Based on this table, a 6% threshold was selected to remove putative contaminants. After this, we plotted the sequencing depth (number of sequences) per sample to identify a minimum depth cutoff. We tried three depth cutoffs: 250 reads, 500 reads and 1000 reads.

## pruning out OTUs where 6% or more of reads are in the controls (created table of pruned OTUs just to check)
samps.phy %<>% prune_taxa(!(taxa_names(.) %in% (controls.phy.tab %>% filter(pctSeqsNeg>6) %>% .$OTU)),.) 
samps.pruned.tab <- otu_table(samps.phy) %>% as.data.frame()
# Look at sequencing depth
plotSeqDepth <- function(phy,cutoff){
  pctPass <- samps.phy %>% sample_data %>% data.frame %>% 
    mutate(SeqDepth=sample_sums(phy),
           pass=SeqDepth>cutoff) %>% 
    #group_by(DataSet) %>%
    summarise(nSamps=n(),pctPass=round(100*sum(pass)/n(),1))
  samps.phy %>% sample_data %>% data.frame %>%  
    mutate(SeqDepth=sample_sums(samps.phy)) %>% 
    .[order(.$SeqDepth),] %>%
    mutate(Index=factor(seq(nrow(.)))) %>%
    ggplot(aes(x=Index, y=SeqDepth,color=SeqDepth<cutoff)) + 
    geom_point(position=position_jitter(width=50),alpha=0.5,shape=19) +
    geom_text(aes(x=-Inf,y=Inf,label=paste0(nSamps," samples")),data=pctPass,inherit.aes = F, hjust=-0.1, vjust=1.5) +
    geom_text(aes(x=-Inf,y=Inf,label=paste0(pctPass, "% > ",cutoff, " seqs")),data=pctPass,inherit.aes = F, hjust=-0.1, vjust=3) +
    scale_color_calc(name=paste0("Sequencing depth > ",cutoff,"\n")) +
    #facet_wrap(~DataSet,scales="free") +
    theme_classic() + 
    theme(legend.position = "none",axis.text.x = element_blank(),axis.ticks.x = element_blank()) 
}
plotSeqDepth(samps.phy,250)

plotSeqDepth(samps.phy,500)

plotSeqDepth(samps.phy,1000)

Based on these plots, we selected 500 reads as the minimum sequencing depth. Samples below this cutoff were removed, along with taxa that had zero reads when the low-depth samples were removed.

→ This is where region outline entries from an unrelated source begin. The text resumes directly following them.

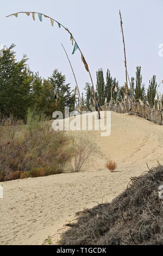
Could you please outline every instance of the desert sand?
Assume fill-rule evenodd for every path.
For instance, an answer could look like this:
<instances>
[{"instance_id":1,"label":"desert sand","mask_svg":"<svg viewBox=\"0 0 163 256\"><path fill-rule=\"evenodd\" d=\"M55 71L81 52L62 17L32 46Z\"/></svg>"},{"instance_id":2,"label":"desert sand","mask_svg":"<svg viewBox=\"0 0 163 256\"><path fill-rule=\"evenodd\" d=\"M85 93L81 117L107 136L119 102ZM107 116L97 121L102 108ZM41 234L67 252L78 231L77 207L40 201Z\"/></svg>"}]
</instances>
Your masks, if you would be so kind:
<instances>
[{"instance_id":1,"label":"desert sand","mask_svg":"<svg viewBox=\"0 0 163 256\"><path fill-rule=\"evenodd\" d=\"M109 137L101 137L100 131L82 132L103 155L80 173L0 183L1 245L41 245L64 231L77 212L110 202L126 188L130 177L148 170L147 162L149 167L158 161L163 164L162 126L137 116L112 112ZM115 172L105 167L106 160L117 163Z\"/></svg>"}]
</instances>

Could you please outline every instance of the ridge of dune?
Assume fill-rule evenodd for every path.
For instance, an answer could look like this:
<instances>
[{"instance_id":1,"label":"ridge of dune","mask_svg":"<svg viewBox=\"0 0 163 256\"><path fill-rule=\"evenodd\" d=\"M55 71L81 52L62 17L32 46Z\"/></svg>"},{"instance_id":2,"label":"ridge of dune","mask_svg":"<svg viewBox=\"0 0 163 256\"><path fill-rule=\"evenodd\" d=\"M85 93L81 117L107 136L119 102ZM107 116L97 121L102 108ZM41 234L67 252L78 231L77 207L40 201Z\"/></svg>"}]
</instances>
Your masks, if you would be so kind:
<instances>
[{"instance_id":1,"label":"ridge of dune","mask_svg":"<svg viewBox=\"0 0 163 256\"><path fill-rule=\"evenodd\" d=\"M101 131L80 132L103 153L81 172L0 182L0 244L42 244L76 212L122 192L130 177L147 170L147 162L149 167L157 161L163 164L162 126L139 117L111 112L109 137L101 137ZM106 169L106 160L117 162L116 172Z\"/></svg>"}]
</instances>

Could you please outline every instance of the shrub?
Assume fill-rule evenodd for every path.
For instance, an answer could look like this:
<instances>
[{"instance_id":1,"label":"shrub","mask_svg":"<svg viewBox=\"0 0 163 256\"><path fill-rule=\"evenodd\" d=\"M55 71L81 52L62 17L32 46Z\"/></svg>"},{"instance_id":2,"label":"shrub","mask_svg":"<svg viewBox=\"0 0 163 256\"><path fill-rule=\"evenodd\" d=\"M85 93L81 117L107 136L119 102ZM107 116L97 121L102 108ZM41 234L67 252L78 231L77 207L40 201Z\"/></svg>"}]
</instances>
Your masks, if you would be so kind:
<instances>
[{"instance_id":1,"label":"shrub","mask_svg":"<svg viewBox=\"0 0 163 256\"><path fill-rule=\"evenodd\" d=\"M117 168L117 165L115 162L109 161L106 163L106 167L108 169L108 170L110 170L110 172L113 172Z\"/></svg>"}]
</instances>

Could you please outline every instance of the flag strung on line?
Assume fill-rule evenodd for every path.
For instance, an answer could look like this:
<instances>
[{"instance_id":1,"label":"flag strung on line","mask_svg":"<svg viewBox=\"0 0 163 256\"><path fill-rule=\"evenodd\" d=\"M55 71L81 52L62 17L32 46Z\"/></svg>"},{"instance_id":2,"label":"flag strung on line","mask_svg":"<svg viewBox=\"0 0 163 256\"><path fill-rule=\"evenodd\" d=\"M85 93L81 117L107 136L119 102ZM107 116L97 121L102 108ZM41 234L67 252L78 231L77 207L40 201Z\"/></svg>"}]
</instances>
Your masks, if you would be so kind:
<instances>
[{"instance_id":1,"label":"flag strung on line","mask_svg":"<svg viewBox=\"0 0 163 256\"><path fill-rule=\"evenodd\" d=\"M77 44L76 42L75 45L74 45L74 48L73 48L73 52L72 52L72 54L73 54L74 53L75 51L76 51L77 49L78 49L78 48L79 48L79 47L78 47Z\"/></svg>"}]
</instances>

minDepth <- 500 # this minDepth is based off the cutoffs tested with the plot
# Remove samples below sequencing depth cutoff
(samps.phy %<>% prune_samples(sample_sums(.)>minDepth,.) %>% filter_taxa(function(x) {sum(x) > 0}, TRUE))

Next, the ASVs were clustered into OTUs with the DECIPHER package. Taxonomy must be reassigned after the OTUs are clustered, which can be done with the method from the compiling stage.

# Cluster similar sequence variants (optional)
cluster <- function(phy.in,method="single",dissimilarity=0.03){
  require(DECIPHER)
  clusters <- DistanceMatrix(refseq(phy.in), includeTerminalGaps = T, processors=NULL) %>%
    IdClusters(method=method, cutoff=dissimilarity, processors=NULL) 
  clusters[,1] %<>% as.character()
  tax_table(phy.in) <- clusters %>% as.matrix %>% tax_table
  phy.in %<>% speedyseq::tax_glom("cluster")
  tax_table(phy.in) <- NULL
  return(phy.in)
}  
clustered.phy <- cluster(samps.phy)

## Loading required package: DECIPHER

## Loading required package: RSQLite

## Warning in DistanceMatrix(refseq(phy.in), includeTerminalGaps = T, processors = NULL): 
## 133 different sequence lengths.
## Using shorter length in each comparison.

# re-assign taxonomy with fungal-only Unite database for clustered phy
clust.seq <- refseq(clustered.phy)
clust.tax <- assignTaxonomy(clust.seq,"../data/sh_general_release_dynamic_s_04.02.2020.fasta",multithread=T)
rownames(clust.tax) <- taxa_names(clustered.phy)
tax_table(clustered.phy) <- tax_table(clust.tax)

Finally, singletons (OTUs present in only one sample) were removed, and the raw sequence read counts were rarefied to proportional abundance.

# Remove low abundance OTUs by prevalance (singletons)
(clustered.phy %<>% filter_taxa(function(x) { sum(x>0) > 0.00412*ntaxa(.) }, TRUE) %>%
    prune_samples(sample_sums(.)>minDepth,.) %>% 
    filter_taxa(function(x) {sum(x) > 0}, TRUE))

# Convert to proportional abundance (rarefaction)
clustered.phy %<>% transform_sample_counts(function(x){x*min(sample_sums(.)/sum(x))})

We now have a rarefied phyloseq object with 162 OTUs in 290 samples that is ready for visualization and preliminary analysis.